Not only Surekha but many Dalit women are forced by the caste society to wonder whether their Dalit bodies are desirable enough to be loved, to be caressed, to become a companion, a wife and a family. Most Dalit women are rejected by the caste society as undesirable bodies and are always placed in a dichotomy with their upper-caste counterparts. The light-skinned, savarna women who are considered pure, quiet, delicate, beautiful, and feminine are placed in contrast to Dalit women who are perceived as tough, loud, polluted, and unfeminine, thus projecting them as undesirable bodies. To further the undesirability of Dalit bodies, the caste culture stigmatises Dalit women’s sexuality as ‘impure’, ‘immoral’, ‘improper’ or ‘promiscuous’, and often uses this as a justification for the sexual exploitation of Dalit women by men who are placed higher to them in the caste hierarchy. This often leads to the categorization of Dalit women as either ‘sexual objects’ or ‘sexual victims’. Dalit women are portrayed only in such images that continue to be propagated in popular culture even today, and this has limited the possibilities of the emergence of different subjectivities of Dalit women. The caste culture has succeeded in constructing the notions of the undesirability of Dalit women’s bodies through these controlling images of Dalit women. These notions are so deeply rooted in society that even when an upper-caste man marries a Dalit woman out of love, it is not seen as a ‘romantic’ but as a ‘merely sexual’ relationship.  

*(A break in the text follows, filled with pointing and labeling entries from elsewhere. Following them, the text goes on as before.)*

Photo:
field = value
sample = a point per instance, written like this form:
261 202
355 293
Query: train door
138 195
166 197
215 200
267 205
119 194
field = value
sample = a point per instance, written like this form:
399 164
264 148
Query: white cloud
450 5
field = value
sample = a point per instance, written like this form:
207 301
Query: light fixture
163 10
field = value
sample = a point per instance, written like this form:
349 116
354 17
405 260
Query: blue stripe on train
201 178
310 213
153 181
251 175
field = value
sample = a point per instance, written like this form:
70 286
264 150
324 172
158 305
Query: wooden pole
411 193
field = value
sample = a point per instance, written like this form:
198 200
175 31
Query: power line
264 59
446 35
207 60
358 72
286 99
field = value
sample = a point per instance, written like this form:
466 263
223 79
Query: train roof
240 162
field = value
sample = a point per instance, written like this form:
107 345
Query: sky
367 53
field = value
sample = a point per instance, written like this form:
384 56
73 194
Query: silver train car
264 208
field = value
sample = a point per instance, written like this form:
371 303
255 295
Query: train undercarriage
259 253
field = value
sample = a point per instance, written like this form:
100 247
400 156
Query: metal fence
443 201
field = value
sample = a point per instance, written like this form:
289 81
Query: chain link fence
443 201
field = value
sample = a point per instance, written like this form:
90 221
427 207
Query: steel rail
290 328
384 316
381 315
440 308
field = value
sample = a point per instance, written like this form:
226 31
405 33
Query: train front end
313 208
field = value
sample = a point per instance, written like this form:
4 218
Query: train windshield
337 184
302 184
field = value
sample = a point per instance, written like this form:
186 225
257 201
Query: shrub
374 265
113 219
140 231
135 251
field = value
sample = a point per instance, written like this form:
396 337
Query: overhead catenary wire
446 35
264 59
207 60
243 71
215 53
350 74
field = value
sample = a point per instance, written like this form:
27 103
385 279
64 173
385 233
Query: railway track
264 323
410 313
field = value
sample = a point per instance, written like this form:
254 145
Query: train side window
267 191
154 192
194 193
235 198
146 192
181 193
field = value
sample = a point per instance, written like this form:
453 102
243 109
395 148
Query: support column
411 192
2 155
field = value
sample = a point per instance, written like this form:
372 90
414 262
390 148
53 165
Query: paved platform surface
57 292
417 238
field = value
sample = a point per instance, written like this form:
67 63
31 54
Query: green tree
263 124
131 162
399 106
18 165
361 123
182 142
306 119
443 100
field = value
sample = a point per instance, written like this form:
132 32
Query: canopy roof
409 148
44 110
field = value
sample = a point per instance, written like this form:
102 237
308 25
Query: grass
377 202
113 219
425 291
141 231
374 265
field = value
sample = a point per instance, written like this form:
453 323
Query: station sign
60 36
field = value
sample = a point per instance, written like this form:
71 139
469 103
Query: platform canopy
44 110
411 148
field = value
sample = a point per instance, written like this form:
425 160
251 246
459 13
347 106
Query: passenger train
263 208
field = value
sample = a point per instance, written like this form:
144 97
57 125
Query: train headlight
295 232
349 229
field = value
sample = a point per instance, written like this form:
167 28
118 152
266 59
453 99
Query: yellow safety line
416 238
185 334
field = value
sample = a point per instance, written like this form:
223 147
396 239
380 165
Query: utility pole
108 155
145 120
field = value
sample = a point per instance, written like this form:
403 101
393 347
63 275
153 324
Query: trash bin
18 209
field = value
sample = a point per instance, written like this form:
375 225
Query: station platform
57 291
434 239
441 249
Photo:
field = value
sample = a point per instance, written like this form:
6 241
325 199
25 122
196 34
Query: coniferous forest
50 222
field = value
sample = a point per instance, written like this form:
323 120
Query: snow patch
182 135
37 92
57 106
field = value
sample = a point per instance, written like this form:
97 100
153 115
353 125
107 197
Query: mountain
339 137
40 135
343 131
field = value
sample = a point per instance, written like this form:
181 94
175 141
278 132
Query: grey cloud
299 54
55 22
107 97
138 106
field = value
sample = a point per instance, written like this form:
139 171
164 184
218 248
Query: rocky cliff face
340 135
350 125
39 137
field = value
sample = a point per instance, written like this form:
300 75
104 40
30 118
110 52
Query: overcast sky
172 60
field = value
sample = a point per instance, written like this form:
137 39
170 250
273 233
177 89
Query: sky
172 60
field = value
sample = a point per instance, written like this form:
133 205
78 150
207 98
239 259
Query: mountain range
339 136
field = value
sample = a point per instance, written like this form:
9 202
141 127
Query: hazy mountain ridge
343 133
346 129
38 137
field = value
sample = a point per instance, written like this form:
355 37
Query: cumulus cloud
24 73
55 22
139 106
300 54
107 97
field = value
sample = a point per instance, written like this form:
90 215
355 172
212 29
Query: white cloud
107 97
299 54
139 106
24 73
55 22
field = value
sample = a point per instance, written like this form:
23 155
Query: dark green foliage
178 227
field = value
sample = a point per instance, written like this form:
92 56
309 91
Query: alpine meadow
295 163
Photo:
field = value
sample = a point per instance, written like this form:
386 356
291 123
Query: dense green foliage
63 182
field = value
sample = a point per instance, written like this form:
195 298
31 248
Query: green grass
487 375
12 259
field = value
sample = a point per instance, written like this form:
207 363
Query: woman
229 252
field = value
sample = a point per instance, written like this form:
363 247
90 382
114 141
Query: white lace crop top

Surekha witnessed these notions when she conveyed to her parents her decision to marry Kishore.  Her working-class parents were very worried but agreed with Surekha’s decision as she managed to convince them. But when Surekha told her parents that Kishore and she would not be tying a ritual knot, as they didn’t agree with that patriarchal practice, but instead would only exchange garlands as a ritual of marriage, her parents were devastated.  Despite knowing Kishore for many years, Surekha’s parents feared that not tying a knot would provide an excuse for Kishore to leave Surekha eventually. They feared that Surekha was not in the right mind to make this decision because it was an untold knowledge for them that marrying a Dalit woman would mean to take her as a ‘keep’, because such marriages in general are not socially validated. They were very anxious that their daughter would never get the legal position of being a wife in caste society. Though Surekha understood the concerns of her parents she was sure of her choice. Therefore she tried to convince her parents that there were other possibilities other than the one they knew of, but felt helpless as she could not pinpoint any examples of alternative realities existing around her. She thought hard about whether she knew some Dalit women who married out of their caste but she only found examples of a few celebrated inter-caste marriages of Dalit male activists. She wondered whether there were no Dalit women who entered an inter-caste marriage or whether it was not given enough importance to be popularised. 

Not only Surekha but many Dalit women who married out of caste would wonder why their marriages never entered the discourse on inter-caste relationships/marriages, why recent films portraying Dalit love only focus on Dalit men’s love and not theirs, and why their transgressive love has always been invisible to society. Many Dalit women would wonder whether their love, desire, and need for a community with shared experience, matter; whether giving hope to other Dalit women to transgress the intersecting structural boundaries to date, desire, love and to build intimacies matter, and whether their imagination of new forms of families and society matter.

Surekha felt it mattered. She felt it was both a personal and social commitment to create such alternative realities. Therefore, she decided that even if she did not convince her family, she would rebel and would marry Kishore, the way they both wanted, to build their own form of family.